New Article: Maintaining Critical Infrastructure Resilience to Natural Hazards During the COVID-19 Pandemic

August 31, 2020

Maintaining Critical Infrastructure Resilience to Natural Hazards During the COVID-19 Pandemic Hurricane Preparations by US Energy Companies

Already under strain from the COVID-19 pandemic, we are experiencing a steady stream of overlapping natural disasters with wildfires on the west coast and hurricanes impacting the east coast. These natural disasters are only expected to increase in frequency and intensity which raises questions for how the US energy sector will keep critical infrastructure up and running during natural hazard events.

With a combination of events that would have been considered outlandish in an exercise five years ago, the overlapping disasters of the last few months should bring a greater sense of urgency to resilience work across the critical infrastructure sectors. Given the simultaneous timing of these events and the breadth of their impact, a risk-based, hazard agnostic approach is more vital than ever to ensuring energy resilience solutions are capable of reducing the impact of future disasters.
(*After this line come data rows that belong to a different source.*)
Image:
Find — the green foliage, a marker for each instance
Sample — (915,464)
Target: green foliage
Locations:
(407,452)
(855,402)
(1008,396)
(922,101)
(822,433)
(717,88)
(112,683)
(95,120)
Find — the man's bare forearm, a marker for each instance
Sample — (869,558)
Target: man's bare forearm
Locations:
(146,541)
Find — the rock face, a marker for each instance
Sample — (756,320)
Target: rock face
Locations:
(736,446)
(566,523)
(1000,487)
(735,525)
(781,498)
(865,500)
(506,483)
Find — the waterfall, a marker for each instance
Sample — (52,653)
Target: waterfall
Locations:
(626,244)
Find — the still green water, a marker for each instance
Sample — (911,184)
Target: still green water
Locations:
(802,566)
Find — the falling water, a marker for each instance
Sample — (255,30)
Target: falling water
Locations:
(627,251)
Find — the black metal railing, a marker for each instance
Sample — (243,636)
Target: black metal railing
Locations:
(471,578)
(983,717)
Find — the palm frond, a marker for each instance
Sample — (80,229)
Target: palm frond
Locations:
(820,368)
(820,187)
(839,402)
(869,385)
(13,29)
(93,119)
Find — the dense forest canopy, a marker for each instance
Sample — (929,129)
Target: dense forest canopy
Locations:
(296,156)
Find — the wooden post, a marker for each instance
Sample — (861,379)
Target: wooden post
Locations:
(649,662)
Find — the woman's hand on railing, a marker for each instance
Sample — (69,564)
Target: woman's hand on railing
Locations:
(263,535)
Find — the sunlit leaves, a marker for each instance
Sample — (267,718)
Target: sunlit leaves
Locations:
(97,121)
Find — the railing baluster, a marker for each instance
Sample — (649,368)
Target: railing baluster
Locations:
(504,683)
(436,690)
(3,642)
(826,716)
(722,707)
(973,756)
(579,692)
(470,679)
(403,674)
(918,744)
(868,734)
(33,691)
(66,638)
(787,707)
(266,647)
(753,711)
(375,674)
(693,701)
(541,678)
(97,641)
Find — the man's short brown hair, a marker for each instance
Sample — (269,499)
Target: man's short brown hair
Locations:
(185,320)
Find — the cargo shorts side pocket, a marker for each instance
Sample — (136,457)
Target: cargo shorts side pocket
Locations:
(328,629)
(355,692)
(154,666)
The recently published,“Maintaining Critical Infrastructure Resilience to Natural Hazards During the COVID-19 Pandemic,” examines how the regional transmission operator PJM is approaching resilience from a sociotechnical perspective to prepare for natural disasters during the COVID-19 pandemic and identifies several recommendations for strengthening resilience. The report was written by Converge Strategies own Jonathon Monken alongside Aaron Clark-Ginsberg, Ismael Arciniegas Rueda, Jay Liu, and Hong Chen.

Published in: Journal of Infrastructure Preservation and Resilience (2020). doi: 10.1186/s43065-020-00010-1

“RAND’s work in bringing the socio-technical aspect of grid resilience to the discussion is an essential part of ensuring we can develop hazard mitigation strategies that go beyond infrastructure and truly understand the underlying causes of our resilience vulnerabilities.